Louise Dahl-Wolfe: Painting with Light is a 1999 documentary film about Louise Dahl-Wolfe, an important woman in the history of photography. It was written and directed by Tom Neff, and produced by Neff and Madeline Bell, who previously collaborated on the Oscar nominated short-documentary Red Grooms: Sunflower in a Hothouse (1986).

==Synopsis==
This short documentary film on the life of Louise Dahl-Wolfe draws upon her art and her personality. The documentary reviews how Dahl-Wolfe "discovered" Lauren Bacall, who at the time was a young actress (seventeen years-of-age) and worked as a model. It was Dahl-Wolfe's photos of Bacall that film producer Harry Warner saw, and subsequently asked Bacall that she come to Hollywood for a screen test. As a result, Bacall was cast opposite Humphrey Bogart in the film To Have and Have Not (1944).

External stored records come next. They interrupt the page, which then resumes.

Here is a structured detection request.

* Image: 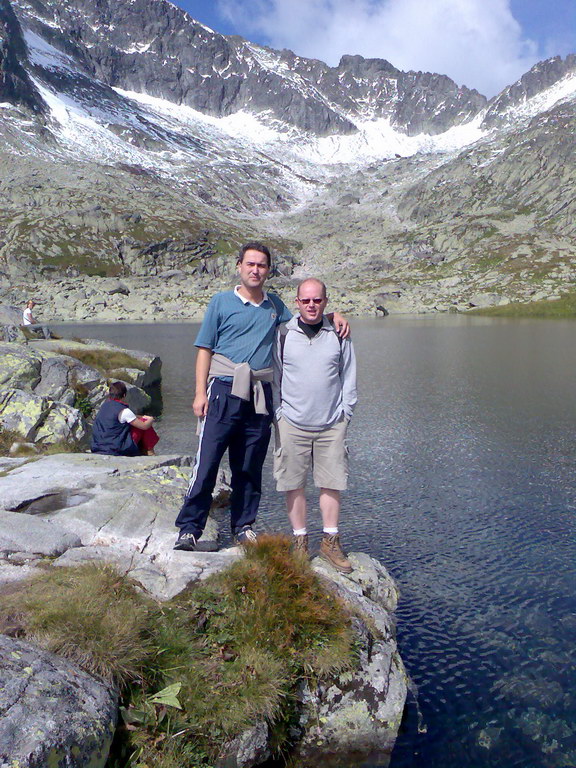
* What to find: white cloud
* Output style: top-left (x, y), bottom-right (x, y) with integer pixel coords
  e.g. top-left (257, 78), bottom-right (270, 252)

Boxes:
top-left (217, 0), bottom-right (540, 96)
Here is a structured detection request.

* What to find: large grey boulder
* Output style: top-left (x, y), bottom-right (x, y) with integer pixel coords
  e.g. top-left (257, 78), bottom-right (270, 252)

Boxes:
top-left (32, 339), bottom-right (162, 387)
top-left (34, 354), bottom-right (105, 406)
top-left (218, 554), bottom-right (407, 768)
top-left (468, 292), bottom-right (506, 308)
top-left (0, 388), bottom-right (87, 444)
top-left (0, 342), bottom-right (43, 389)
top-left (0, 635), bottom-right (117, 768)
top-left (0, 509), bottom-right (81, 556)
top-left (0, 304), bottom-right (23, 326)
top-left (1, 324), bottom-right (27, 343)
top-left (291, 555), bottom-right (407, 764)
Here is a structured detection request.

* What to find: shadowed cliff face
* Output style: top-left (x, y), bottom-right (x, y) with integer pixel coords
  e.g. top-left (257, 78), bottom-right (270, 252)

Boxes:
top-left (8, 0), bottom-right (486, 136)
top-left (0, 0), bottom-right (44, 113)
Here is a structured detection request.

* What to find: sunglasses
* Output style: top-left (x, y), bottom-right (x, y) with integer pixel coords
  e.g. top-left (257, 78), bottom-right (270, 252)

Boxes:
top-left (297, 297), bottom-right (324, 305)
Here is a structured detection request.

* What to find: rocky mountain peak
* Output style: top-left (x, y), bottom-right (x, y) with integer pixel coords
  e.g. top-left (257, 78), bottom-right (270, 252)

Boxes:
top-left (8, 0), bottom-right (490, 136)
top-left (482, 54), bottom-right (576, 127)
top-left (338, 54), bottom-right (400, 77)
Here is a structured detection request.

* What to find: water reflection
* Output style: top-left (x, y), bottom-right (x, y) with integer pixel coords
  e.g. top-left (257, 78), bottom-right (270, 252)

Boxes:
top-left (55, 317), bottom-right (576, 768)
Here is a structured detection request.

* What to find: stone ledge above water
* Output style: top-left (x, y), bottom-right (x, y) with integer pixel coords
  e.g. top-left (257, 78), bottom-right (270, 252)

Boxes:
top-left (0, 453), bottom-right (407, 768)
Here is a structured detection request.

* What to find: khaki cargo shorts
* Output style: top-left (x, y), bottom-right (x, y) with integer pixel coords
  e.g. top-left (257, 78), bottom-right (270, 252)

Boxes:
top-left (273, 415), bottom-right (349, 491)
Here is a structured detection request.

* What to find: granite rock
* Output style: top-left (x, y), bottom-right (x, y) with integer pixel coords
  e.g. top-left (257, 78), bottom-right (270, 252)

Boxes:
top-left (0, 453), bottom-right (229, 600)
top-left (0, 634), bottom-right (117, 768)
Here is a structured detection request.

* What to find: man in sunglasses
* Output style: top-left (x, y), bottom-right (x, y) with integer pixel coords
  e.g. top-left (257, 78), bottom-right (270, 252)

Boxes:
top-left (174, 245), bottom-right (349, 552)
top-left (272, 278), bottom-right (357, 572)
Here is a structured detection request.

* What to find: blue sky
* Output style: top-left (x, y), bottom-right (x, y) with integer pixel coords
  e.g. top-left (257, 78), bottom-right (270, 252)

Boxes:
top-left (172, 0), bottom-right (575, 97)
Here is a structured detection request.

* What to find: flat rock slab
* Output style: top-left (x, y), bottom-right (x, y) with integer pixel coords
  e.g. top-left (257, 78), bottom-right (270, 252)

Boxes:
top-left (0, 509), bottom-right (81, 556)
top-left (55, 545), bottom-right (241, 601)
top-left (0, 453), bottom-right (226, 600)
top-left (0, 453), bottom-right (193, 510)
top-left (0, 634), bottom-right (117, 768)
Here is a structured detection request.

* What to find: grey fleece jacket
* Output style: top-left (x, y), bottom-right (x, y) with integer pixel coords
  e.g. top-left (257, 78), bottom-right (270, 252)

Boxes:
top-left (272, 315), bottom-right (357, 431)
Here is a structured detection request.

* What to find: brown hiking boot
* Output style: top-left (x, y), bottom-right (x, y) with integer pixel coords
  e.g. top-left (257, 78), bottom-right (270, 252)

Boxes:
top-left (292, 534), bottom-right (309, 557)
top-left (319, 534), bottom-right (353, 573)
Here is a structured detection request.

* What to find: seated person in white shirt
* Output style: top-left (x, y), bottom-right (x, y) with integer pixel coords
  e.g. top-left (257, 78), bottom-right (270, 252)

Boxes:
top-left (22, 299), bottom-right (50, 339)
top-left (91, 381), bottom-right (159, 456)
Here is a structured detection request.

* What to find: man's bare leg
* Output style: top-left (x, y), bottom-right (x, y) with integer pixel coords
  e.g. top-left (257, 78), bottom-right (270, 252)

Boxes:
top-left (286, 488), bottom-right (307, 530)
top-left (319, 488), bottom-right (340, 529)
top-left (286, 488), bottom-right (308, 554)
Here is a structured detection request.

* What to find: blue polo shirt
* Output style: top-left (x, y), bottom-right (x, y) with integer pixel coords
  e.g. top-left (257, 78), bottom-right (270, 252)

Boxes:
top-left (195, 289), bottom-right (292, 370)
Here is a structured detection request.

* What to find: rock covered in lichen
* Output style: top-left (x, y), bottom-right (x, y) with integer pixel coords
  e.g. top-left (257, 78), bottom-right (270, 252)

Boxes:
top-left (0, 330), bottom-right (160, 448)
top-left (0, 452), bottom-right (407, 767)
top-left (0, 453), bottom-right (226, 600)
top-left (288, 555), bottom-right (407, 765)
top-left (0, 634), bottom-right (117, 768)
top-left (0, 342), bottom-right (43, 389)
top-left (0, 387), bottom-right (87, 444)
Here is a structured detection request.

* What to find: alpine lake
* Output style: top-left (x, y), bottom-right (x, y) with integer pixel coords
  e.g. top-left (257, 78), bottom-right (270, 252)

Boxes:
top-left (55, 316), bottom-right (576, 768)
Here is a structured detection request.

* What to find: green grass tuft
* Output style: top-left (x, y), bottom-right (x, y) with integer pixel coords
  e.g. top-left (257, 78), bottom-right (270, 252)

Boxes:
top-left (0, 536), bottom-right (357, 767)
top-left (469, 292), bottom-right (576, 318)
top-left (0, 563), bottom-right (158, 684)
top-left (54, 347), bottom-right (147, 373)
top-left (0, 426), bottom-right (86, 457)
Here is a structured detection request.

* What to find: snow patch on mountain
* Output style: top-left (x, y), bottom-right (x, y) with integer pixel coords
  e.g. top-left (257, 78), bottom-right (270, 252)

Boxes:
top-left (33, 79), bottom-right (119, 147)
top-left (23, 28), bottom-right (77, 73)
top-left (30, 78), bottom-right (177, 172)
top-left (116, 88), bottom-right (285, 144)
top-left (123, 40), bottom-right (155, 54)
top-left (117, 88), bottom-right (487, 166)
top-left (494, 72), bottom-right (576, 122)
top-left (293, 114), bottom-right (488, 163)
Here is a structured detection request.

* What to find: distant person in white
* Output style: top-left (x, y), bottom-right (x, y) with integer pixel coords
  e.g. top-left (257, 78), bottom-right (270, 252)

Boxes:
top-left (22, 300), bottom-right (36, 325)
top-left (272, 278), bottom-right (357, 573)
top-left (22, 299), bottom-right (50, 338)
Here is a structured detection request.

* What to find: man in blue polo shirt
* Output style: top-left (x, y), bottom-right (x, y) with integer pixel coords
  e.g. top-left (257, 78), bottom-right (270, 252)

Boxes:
top-left (174, 242), bottom-right (347, 551)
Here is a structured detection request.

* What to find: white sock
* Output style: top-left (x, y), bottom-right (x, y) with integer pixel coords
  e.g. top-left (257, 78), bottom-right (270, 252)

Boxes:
top-left (293, 528), bottom-right (307, 536)
top-left (323, 527), bottom-right (338, 535)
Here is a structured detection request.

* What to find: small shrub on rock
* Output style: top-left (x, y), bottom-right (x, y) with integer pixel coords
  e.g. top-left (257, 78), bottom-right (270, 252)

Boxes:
top-left (0, 563), bottom-right (158, 684)
top-left (0, 427), bottom-right (25, 455)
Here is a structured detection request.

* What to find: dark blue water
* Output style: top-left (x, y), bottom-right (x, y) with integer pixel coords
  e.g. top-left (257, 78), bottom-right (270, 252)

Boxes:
top-left (55, 317), bottom-right (576, 768)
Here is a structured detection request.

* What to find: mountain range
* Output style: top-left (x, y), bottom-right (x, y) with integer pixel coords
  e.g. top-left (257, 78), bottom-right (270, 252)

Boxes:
top-left (1, 0), bottom-right (575, 317)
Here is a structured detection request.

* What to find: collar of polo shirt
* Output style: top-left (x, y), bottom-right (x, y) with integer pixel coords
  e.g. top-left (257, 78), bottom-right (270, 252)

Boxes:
top-left (234, 285), bottom-right (269, 307)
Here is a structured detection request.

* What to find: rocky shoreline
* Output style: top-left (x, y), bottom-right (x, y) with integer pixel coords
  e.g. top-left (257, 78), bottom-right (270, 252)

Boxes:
top-left (0, 452), bottom-right (407, 768)
top-left (0, 272), bottom-right (521, 325)
top-left (0, 303), bottom-right (161, 448)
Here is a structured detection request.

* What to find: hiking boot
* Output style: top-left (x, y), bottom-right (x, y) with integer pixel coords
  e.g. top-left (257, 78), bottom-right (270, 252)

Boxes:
top-left (235, 526), bottom-right (258, 546)
top-left (174, 531), bottom-right (198, 551)
top-left (319, 534), bottom-right (353, 573)
top-left (292, 534), bottom-right (309, 557)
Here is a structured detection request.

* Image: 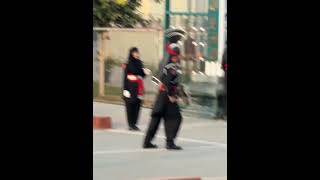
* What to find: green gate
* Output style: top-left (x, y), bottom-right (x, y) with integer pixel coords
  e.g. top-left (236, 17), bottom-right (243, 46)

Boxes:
top-left (164, 0), bottom-right (222, 118)
top-left (164, 0), bottom-right (219, 62)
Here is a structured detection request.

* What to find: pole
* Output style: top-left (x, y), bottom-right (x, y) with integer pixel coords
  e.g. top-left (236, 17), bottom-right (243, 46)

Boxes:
top-left (98, 31), bottom-right (108, 97)
top-left (207, 0), bottom-right (219, 62)
top-left (163, 0), bottom-right (170, 59)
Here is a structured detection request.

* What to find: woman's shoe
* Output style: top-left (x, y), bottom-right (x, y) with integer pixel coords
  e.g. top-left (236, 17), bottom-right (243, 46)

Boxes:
top-left (129, 126), bottom-right (140, 131)
top-left (132, 126), bottom-right (140, 131)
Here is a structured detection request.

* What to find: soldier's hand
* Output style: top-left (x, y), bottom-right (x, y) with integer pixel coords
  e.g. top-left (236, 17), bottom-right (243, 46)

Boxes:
top-left (177, 98), bottom-right (184, 105)
top-left (168, 96), bottom-right (178, 103)
top-left (178, 97), bottom-right (190, 106)
top-left (184, 97), bottom-right (190, 105)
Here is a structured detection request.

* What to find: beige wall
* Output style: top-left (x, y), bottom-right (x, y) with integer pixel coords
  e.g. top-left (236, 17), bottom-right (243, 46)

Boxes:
top-left (100, 28), bottom-right (164, 67)
top-left (93, 28), bottom-right (164, 84)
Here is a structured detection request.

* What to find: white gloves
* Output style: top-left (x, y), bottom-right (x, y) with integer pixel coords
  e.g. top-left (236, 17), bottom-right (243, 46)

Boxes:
top-left (143, 68), bottom-right (152, 76)
top-left (123, 90), bottom-right (131, 98)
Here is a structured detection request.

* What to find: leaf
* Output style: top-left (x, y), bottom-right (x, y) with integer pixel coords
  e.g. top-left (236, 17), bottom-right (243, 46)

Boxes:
top-left (93, 0), bottom-right (149, 28)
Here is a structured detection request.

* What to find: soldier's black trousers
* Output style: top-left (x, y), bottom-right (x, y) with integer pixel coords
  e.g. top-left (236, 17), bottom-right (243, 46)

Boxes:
top-left (124, 99), bottom-right (141, 127)
top-left (143, 92), bottom-right (182, 144)
top-left (217, 94), bottom-right (227, 117)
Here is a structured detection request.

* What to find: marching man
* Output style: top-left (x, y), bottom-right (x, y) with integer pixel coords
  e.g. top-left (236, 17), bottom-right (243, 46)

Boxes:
top-left (143, 29), bottom-right (187, 150)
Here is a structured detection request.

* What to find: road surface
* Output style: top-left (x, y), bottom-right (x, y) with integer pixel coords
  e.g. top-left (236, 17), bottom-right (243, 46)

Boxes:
top-left (93, 102), bottom-right (227, 180)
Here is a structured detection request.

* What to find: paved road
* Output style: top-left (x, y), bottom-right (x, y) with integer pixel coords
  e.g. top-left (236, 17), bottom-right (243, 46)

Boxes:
top-left (93, 102), bottom-right (227, 180)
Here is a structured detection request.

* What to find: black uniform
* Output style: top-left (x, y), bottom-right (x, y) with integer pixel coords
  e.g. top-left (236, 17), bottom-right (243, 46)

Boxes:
top-left (143, 28), bottom-right (186, 149)
top-left (217, 48), bottom-right (227, 119)
top-left (123, 49), bottom-right (146, 130)
top-left (222, 48), bottom-right (227, 89)
top-left (143, 60), bottom-right (183, 149)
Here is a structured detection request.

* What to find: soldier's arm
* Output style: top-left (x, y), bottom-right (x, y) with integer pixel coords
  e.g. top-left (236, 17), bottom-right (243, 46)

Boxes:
top-left (162, 66), bottom-right (178, 97)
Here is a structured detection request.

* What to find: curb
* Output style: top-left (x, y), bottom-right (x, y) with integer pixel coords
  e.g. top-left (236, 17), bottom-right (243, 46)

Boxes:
top-left (140, 177), bottom-right (201, 180)
top-left (93, 98), bottom-right (153, 109)
top-left (160, 178), bottom-right (201, 180)
top-left (93, 116), bottom-right (112, 129)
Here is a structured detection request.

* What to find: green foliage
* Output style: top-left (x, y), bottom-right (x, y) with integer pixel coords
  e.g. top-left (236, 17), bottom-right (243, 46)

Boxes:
top-left (93, 81), bottom-right (122, 98)
top-left (93, 0), bottom-right (162, 28)
top-left (104, 57), bottom-right (122, 82)
top-left (104, 57), bottom-right (122, 71)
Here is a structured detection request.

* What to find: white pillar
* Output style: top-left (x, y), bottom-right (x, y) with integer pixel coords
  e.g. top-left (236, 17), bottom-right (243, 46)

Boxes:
top-left (205, 61), bottom-right (215, 76)
top-left (218, 0), bottom-right (227, 63)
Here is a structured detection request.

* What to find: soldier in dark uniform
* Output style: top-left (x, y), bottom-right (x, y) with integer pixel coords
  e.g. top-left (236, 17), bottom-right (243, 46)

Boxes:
top-left (143, 29), bottom-right (186, 150)
top-left (222, 47), bottom-right (227, 119)
top-left (217, 47), bottom-right (227, 120)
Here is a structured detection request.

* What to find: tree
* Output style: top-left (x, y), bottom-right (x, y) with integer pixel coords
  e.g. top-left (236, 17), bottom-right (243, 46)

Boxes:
top-left (93, 0), bottom-right (162, 28)
top-left (93, 0), bottom-right (163, 96)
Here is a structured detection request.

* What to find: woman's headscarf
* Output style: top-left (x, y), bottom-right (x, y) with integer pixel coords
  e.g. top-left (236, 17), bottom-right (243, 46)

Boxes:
top-left (128, 47), bottom-right (139, 63)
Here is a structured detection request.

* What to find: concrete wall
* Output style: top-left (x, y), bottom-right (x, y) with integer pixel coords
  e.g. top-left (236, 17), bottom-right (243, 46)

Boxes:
top-left (93, 28), bottom-right (164, 82)
top-left (95, 28), bottom-right (163, 66)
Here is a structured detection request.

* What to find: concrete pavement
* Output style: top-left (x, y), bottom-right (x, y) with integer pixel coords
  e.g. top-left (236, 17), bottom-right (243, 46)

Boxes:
top-left (93, 102), bottom-right (227, 180)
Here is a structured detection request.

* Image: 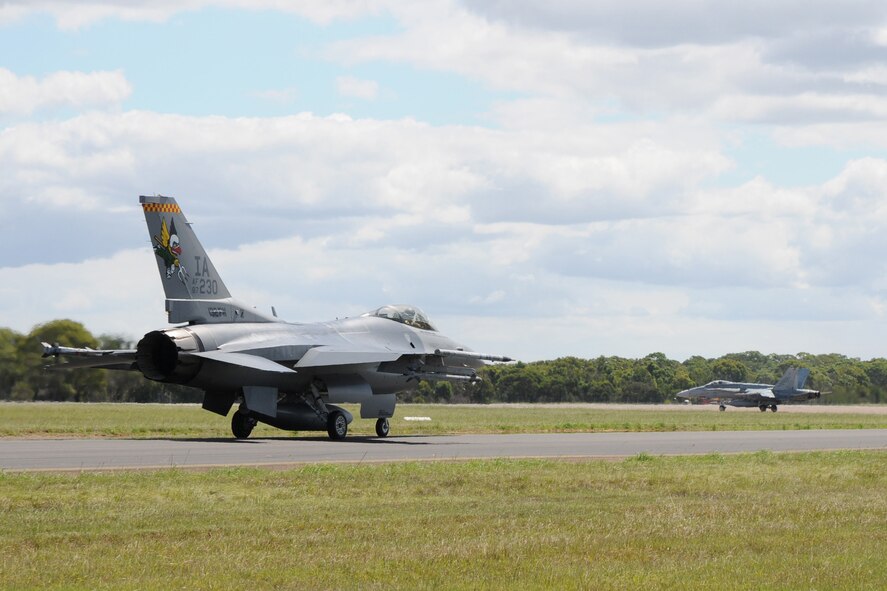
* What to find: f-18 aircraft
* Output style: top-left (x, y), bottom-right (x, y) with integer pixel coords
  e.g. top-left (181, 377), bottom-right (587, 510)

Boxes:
top-left (43, 196), bottom-right (512, 440)
top-left (676, 367), bottom-right (820, 412)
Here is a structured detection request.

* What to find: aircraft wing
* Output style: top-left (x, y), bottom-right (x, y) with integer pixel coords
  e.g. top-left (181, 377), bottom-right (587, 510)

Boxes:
top-left (726, 388), bottom-right (774, 402)
top-left (41, 343), bottom-right (138, 371)
top-left (364, 348), bottom-right (512, 384)
top-left (292, 346), bottom-right (512, 383)
top-left (295, 346), bottom-right (403, 368)
top-left (690, 390), bottom-right (775, 406)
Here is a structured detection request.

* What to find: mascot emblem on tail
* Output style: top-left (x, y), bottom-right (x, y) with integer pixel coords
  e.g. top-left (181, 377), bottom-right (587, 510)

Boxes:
top-left (153, 217), bottom-right (189, 286)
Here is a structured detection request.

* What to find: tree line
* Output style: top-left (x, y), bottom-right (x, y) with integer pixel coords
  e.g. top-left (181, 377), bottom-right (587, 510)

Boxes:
top-left (1, 320), bottom-right (198, 403)
top-left (2, 319), bottom-right (885, 404)
top-left (405, 351), bottom-right (886, 405)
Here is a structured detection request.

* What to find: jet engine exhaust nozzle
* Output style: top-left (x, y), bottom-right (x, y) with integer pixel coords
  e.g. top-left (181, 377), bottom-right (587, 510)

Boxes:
top-left (135, 329), bottom-right (201, 383)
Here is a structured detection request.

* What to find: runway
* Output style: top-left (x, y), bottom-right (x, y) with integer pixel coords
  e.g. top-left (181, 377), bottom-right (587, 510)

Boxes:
top-left (2, 429), bottom-right (885, 471)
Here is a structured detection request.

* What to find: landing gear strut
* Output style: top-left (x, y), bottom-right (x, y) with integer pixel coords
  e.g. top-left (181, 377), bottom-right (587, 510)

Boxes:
top-left (232, 412), bottom-right (257, 439)
top-left (375, 417), bottom-right (390, 438)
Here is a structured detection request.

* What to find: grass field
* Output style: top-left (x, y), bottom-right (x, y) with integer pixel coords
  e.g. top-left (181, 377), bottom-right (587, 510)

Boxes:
top-left (1, 402), bottom-right (885, 439)
top-left (0, 451), bottom-right (884, 590)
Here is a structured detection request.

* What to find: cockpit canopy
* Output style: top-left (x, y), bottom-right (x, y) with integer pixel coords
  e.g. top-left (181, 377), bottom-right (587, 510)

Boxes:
top-left (362, 304), bottom-right (437, 331)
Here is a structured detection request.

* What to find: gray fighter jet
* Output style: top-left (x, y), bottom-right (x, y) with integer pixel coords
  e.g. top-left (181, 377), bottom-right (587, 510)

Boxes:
top-left (676, 367), bottom-right (820, 412)
top-left (42, 195), bottom-right (512, 439)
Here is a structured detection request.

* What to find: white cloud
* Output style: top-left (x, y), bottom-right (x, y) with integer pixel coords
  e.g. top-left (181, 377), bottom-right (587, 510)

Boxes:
top-left (0, 110), bottom-right (728, 226)
top-left (712, 92), bottom-right (887, 125)
top-left (0, 248), bottom-right (167, 339)
top-left (465, 1), bottom-right (887, 47)
top-left (322, 1), bottom-right (887, 132)
top-left (336, 76), bottom-right (379, 100)
top-left (7, 1), bottom-right (887, 129)
top-left (4, 1), bottom-right (887, 360)
top-left (0, 1), bottom-right (390, 29)
top-left (0, 68), bottom-right (131, 115)
top-left (2, 107), bottom-right (887, 360)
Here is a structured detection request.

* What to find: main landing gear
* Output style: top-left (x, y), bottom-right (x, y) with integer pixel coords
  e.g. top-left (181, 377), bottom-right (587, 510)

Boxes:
top-left (327, 411), bottom-right (348, 440)
top-left (719, 404), bottom-right (726, 412)
top-left (228, 400), bottom-right (392, 441)
top-left (232, 412), bottom-right (257, 439)
top-left (759, 404), bottom-right (778, 412)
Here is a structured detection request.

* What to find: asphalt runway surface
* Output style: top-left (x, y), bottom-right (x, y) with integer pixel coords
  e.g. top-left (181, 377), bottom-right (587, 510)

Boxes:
top-left (2, 429), bottom-right (885, 471)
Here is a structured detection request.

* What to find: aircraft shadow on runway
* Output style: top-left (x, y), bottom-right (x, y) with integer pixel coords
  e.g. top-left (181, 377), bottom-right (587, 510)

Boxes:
top-left (147, 435), bottom-right (436, 446)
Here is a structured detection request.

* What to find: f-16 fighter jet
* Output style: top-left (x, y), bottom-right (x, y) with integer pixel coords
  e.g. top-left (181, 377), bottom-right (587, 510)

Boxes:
top-left (676, 367), bottom-right (820, 412)
top-left (43, 196), bottom-right (512, 440)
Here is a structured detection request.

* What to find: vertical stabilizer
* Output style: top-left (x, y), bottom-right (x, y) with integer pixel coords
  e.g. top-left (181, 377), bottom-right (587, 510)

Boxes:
top-left (141, 195), bottom-right (231, 301)
top-left (773, 368), bottom-right (798, 392)
top-left (795, 368), bottom-right (810, 389)
top-left (140, 195), bottom-right (278, 324)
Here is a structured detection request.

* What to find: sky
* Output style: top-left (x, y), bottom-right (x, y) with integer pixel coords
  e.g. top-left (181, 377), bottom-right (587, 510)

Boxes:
top-left (3, 0), bottom-right (887, 362)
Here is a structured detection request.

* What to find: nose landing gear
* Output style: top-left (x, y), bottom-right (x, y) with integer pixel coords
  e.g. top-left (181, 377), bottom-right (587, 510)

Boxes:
top-left (375, 417), bottom-right (390, 437)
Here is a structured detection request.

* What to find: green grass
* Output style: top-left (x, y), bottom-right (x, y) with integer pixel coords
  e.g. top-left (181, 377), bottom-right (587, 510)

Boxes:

Dahl-Wolfe also photographed: Tallulah Bankhead, Spencer Tracy, Eudora Welty, Paul Robeson, Bette Davis, and others.

==Background==
The documentary took over ten years to complete and features the only surviving modern footage of Dahl-Wolfe, including extensive interviews.

==Interviews==
- Louise Dahl-Wolfe
- Lauren Bacall
- Babs Simpson

==Distribution==
The film has been shown on selected PBS television stations and was the first original production of the new digital channel: DOC: The Documentary Channel and was screened at the Bel Air Film Festival.